Daniel Jordan <lkmldmj@xxxxxxxxx> · Sat, 21 Jul 2018 10:39:05 -0400

On 07/20/2018 04:19 AM, john terragon wrote:

On Friday, July 20, 2018, 2:03:48 AM GMT+2, bugzilla-daemon@xxxxxxxxxxxxxxxxxxx <bugzilla-daemon@xxxxxxxxxxxxxxxxxxx> wrote:
 >
 >https://bugzilla.kernel.org/show_bug.cgi?id=200105 <https://bugzilla.kernel.org/show_bug.cgi?id=200105>
 >
 >--- Comment #42 from Andrew Morton (akpm@xxxxxxxxxxxxxxxxxxxx <mailto:akpm@xxxxxxxxxxxxxxxxxxxx>) ---
 >Sorry, but nobody reads bugzilla.  I tried to switch this discussion to an
 >email thread for a reason!
 >
 >Please resend all this (useful) info in reply to the email thread which I
 >created for this purpose.

I'll resend the last message and attachments.
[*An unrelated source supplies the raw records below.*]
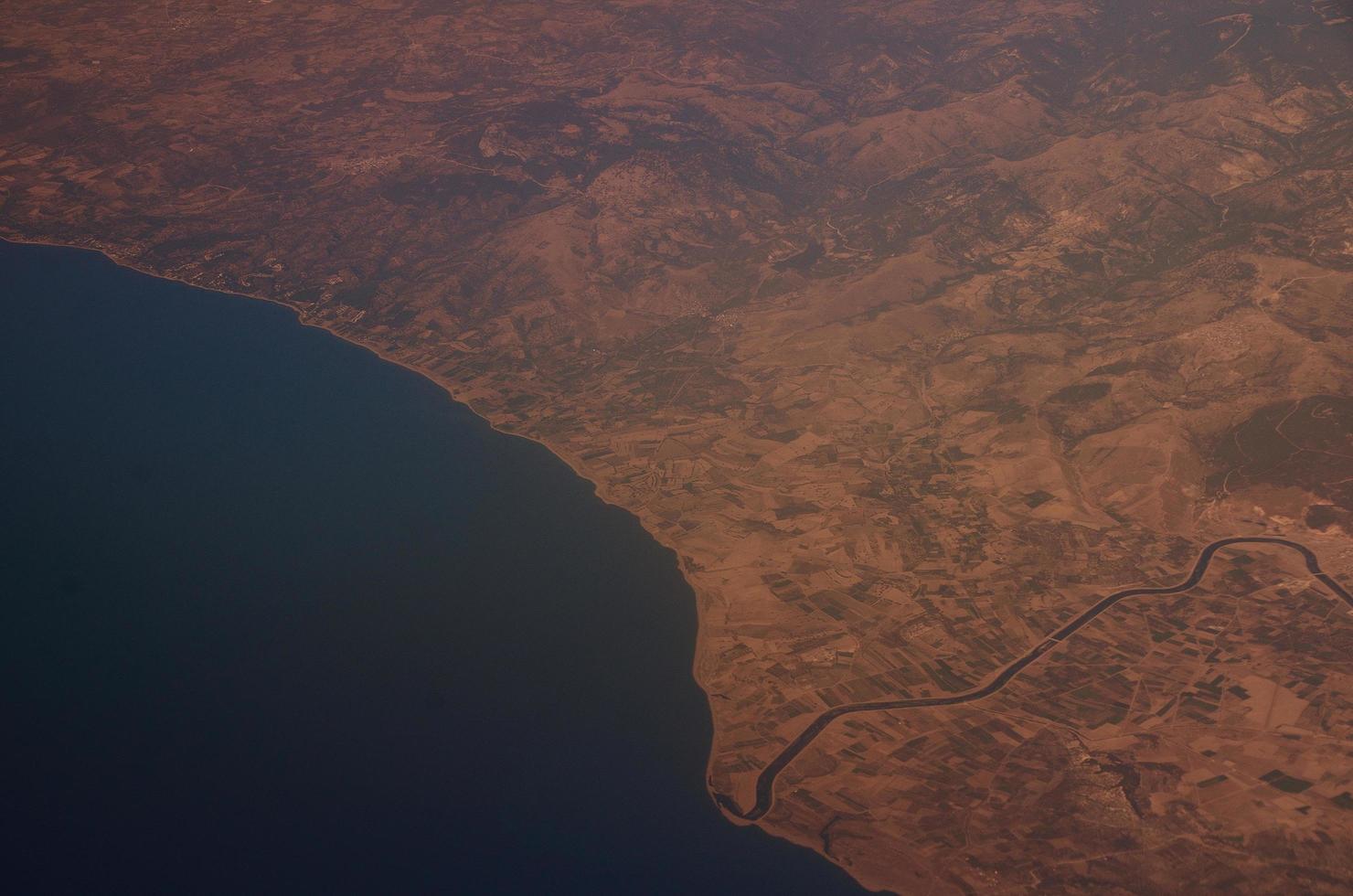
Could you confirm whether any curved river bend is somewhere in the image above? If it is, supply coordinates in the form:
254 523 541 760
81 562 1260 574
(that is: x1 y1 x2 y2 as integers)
714 536 1353 822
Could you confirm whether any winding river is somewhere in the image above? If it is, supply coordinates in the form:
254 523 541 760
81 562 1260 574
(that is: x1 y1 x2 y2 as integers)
714 536 1353 822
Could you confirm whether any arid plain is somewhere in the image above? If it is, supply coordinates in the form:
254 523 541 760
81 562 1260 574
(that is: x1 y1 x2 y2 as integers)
0 0 1353 893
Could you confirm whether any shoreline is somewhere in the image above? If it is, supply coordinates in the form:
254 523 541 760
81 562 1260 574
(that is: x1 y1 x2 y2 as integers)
0 223 790 871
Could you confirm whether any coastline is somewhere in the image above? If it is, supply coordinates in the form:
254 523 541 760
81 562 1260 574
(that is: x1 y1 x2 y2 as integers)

Anyone interested on the previous "episodes" go read
https://bugzilla.kernel.org/show_bug.cgi?id=200105

The summary is that John has put together a reliable reproducer for a problem he's seeing where on high memory usage any of his desktop systems with SSDs hang for around a minute, completely unresponsive, and swaps out 2-3x more memory than the system is allocating.

John's issue only happens using a LUKS encrypted swap partition, unencrypted swap or swap encrypted without LUKS works fine.

In one test (out5.txt) where most system memory is taken by anon pages beforehand, the heavy direct reclaim that Michal noticed lasts for 24 seconds, during which on average if I've crunched my numbers right, John's test program was allocating at 4MiB/s, the system overall (pgalloc_normal) was allocating at 235MiB/s, and the system was swapping out (pswpout) at 673MiB/s.  pgalloc_normal and pswpout stay roughly the same each second, no big swings.

Is the disparity between allocation and swapout rate expected?

John ran perf during another test right before the last test program was started (this doesn't include the initial large allocation bringing the system close to swapping).  The top five allocators (kmem:mm_page_alloc):

# Overhead      Pid:Command
# ........  .......................
#
    48.45%     2005:memeater     # the test program
    32.08%       73:kswapd0
     3.16%     1957:perf_4.17
     1.41%     1748:watch
     1.16%     2043:free

So it seems to be just reclaim activity, but why so much when the test program only allocates at 4MiB/s?

John, adding -g to perf record would show call stacks.

I'll be away for 2.5 weeks so won't be able to get back to this until then.